Discussion:
What -mfpu option is used with neon, vfpv3 and vfpd32 flag?
Jeffrey Walton
2016-07-22 01:33:38 UTC
Permalink
Hi Everyone,

I'm looking at the features of a BeagleBone Black. Its /proc/cpuinfo is below.

I think vfpd32 cpu flag means I have 32 D-registers. The cpu flags
neon and vfpv3 flags means I want something more than -mfpu=neon-fp16,
but I'm not sure what that is.

My question is, what GCC ARM option is used when we encounter the
neon, vfpv3 and vfpd32 flags?

Thanks in advance.

**********

$ cat /proc/cpuinfo
processor : 0
model name : ARMv7 Processor rev 2 (v7l)
BogoMIPS : 996.14
Features : half thumb fastmult vfp edsp thumbee neon vfpv3 tls vfpd32
CPU implementer : 0x41
CPU architecture: 7
CPU variant : 0x3
CPU part : 0xc08
CPU revision : 2

Hardware : Generic AM33XX (Flattened Device Tree)
Revision : 0000
Serial : 0000000000000000
Jim Wilson
2016-07-22 03:30:16 UTC
Permalink
Post by Jeffrey Walton
I think vfpd32 cpu flag means I have 32 D-registers. The cpu flags
neon and vfpv3 flags means I want something more than -mfpu=neon-fp16,
but I'm not sure what that is.
neon implies vfvp3 and 32 D-registers and asimd/neon support, so that
part is correct. it isn't obvious to me if you have the
half-precision float support. The "half" printed by the kernel means
that half-word loads are supported, which is only false for some
obsolete parts I think. The kernel doesn't appear to be checking to
see if the hardware has half-precision float support or not, so you
can't determine that from /proc/cpuinfo.

Jim
Jeffrey Walton
2016-07-22 03:48:31 UTC
Permalink
Post by Jim Wilson
Post by Jeffrey Walton
I think vfpd32 cpu flag means I have 32 D-registers. The cpu flags
neon and vfpv3 flags means I want something more than -mfpu=neon-fp16,
but I'm not sure what that is.
neon implies vfvp3 and 32 D-registers and asimd/neon support, so that
part is correct. it isn't obvious to me if you have the
half-precision float support. The "half" printed by the kernel means
that half-word loads are supported, which is only false for some
obsolete parts I think. The kernel doesn't appear to be checking to
see if the hardware has half-precision float support or not, so you
can't determine that from /proc/cpuinfo.
Thanks Jim.

Is there an arm-msr-tools or similar that has setuid so we can access the MSRs?
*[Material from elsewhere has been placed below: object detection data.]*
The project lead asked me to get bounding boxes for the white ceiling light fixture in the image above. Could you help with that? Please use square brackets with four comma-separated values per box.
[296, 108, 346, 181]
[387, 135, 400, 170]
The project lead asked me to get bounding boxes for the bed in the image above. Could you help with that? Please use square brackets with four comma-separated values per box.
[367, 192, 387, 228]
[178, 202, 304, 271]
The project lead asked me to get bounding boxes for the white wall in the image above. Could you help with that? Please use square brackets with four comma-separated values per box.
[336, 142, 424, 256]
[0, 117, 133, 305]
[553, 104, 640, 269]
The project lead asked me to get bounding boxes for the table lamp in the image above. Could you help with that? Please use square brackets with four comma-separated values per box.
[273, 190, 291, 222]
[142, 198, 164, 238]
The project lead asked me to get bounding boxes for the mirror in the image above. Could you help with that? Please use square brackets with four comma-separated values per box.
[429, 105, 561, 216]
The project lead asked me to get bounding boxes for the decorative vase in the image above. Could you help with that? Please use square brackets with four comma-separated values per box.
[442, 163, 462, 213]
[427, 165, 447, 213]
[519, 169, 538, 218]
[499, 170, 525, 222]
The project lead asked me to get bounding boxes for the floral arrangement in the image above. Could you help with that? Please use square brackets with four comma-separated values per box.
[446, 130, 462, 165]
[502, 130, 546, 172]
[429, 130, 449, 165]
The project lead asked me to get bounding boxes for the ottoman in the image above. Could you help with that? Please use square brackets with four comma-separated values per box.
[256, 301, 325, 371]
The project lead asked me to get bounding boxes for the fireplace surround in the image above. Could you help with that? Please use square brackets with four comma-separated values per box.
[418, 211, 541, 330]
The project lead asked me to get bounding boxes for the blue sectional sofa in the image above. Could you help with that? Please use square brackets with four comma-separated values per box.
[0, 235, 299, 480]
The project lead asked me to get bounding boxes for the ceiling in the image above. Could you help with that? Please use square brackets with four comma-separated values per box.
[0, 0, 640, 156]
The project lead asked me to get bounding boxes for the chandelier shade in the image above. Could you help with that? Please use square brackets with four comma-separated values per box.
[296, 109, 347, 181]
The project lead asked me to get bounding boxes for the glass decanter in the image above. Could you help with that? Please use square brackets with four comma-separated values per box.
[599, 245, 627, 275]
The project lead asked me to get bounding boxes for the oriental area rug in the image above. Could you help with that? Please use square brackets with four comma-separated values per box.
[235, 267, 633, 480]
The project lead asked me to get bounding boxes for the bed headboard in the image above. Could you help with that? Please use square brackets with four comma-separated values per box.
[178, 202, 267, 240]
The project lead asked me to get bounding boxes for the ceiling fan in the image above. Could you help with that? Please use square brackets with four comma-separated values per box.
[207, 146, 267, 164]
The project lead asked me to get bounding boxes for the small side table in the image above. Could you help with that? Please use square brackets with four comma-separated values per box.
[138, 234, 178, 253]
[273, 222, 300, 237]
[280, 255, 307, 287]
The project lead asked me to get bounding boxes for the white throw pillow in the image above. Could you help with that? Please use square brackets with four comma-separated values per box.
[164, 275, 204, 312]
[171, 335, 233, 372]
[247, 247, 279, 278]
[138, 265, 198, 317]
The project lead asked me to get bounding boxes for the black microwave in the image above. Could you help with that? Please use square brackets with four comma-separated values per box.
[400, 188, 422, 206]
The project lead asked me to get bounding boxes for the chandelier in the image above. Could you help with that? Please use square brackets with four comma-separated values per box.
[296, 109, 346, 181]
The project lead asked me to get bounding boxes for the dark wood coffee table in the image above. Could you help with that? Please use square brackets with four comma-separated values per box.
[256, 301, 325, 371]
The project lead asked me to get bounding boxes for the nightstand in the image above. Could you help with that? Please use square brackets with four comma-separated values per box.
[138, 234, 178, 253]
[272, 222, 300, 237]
My thinking is, I can tell people to install arm-msr-tools so we can
query for the features directly. I want to avoid telling people to run
a test script as root.

Jeff
Jim Wilson
2016-07-22 04:15:01 UTC
Permalink
Post by Jeffrey Walton
Is there an arm-msr-tools or similar that has setuid so we can access the MSRs?
I'm not familiar with any such tool, but I haven't looked for one
before. I found an x86 msr-tools project at github with a web search.
It seems to be a standard part of debian/ubuntu x86 distros. I don't
see an obvious arm equivalent.

You could ask the kernel developers to add a hardware capability
(hwcap) check for half-precision fp and emit that info into the
/proc/cpuinfo file, though it would take a while for that to be
implemented and propagate to your users.

Jim
Jeffrey Walton
2016-07-22 04:13:11 UTC
Permalink
Post by Jim Wilson
Post by Jeffrey Walton
I think vfpd32 cpu flag means I have 32 D-registers. The cpu flags
neon and vfpv3 flags means I want something more than -mfpu=neon-fp16,
but I'm not sure what that is.
neon implies vfvp3 and 32 D-registers and asimd/neon support, so that
part is correct. it isn't obvious to me if you have the
half-precision float support. The "half" printed by the kernel means
that half-word loads are supported, which is only false for some
obsolete parts I think. The kernel doesn't appear to be checking to
see if the hardware has half-precision float support or not, so you
can't determine that from /proc/cpuinfo.
OK, so looking at
http://infocenter.arm.com/help/index.jsp?topic=/com.arm.doc.dht0002a/ch01s03s02.html,
it appears the "minimum" of the -mfpu option is VFPv3-D16. Since I
have 32 D-regs, I can use the one VFPv3-D32, which should equate to
-mfpu=neon-vfp3 (which does not seem to exist).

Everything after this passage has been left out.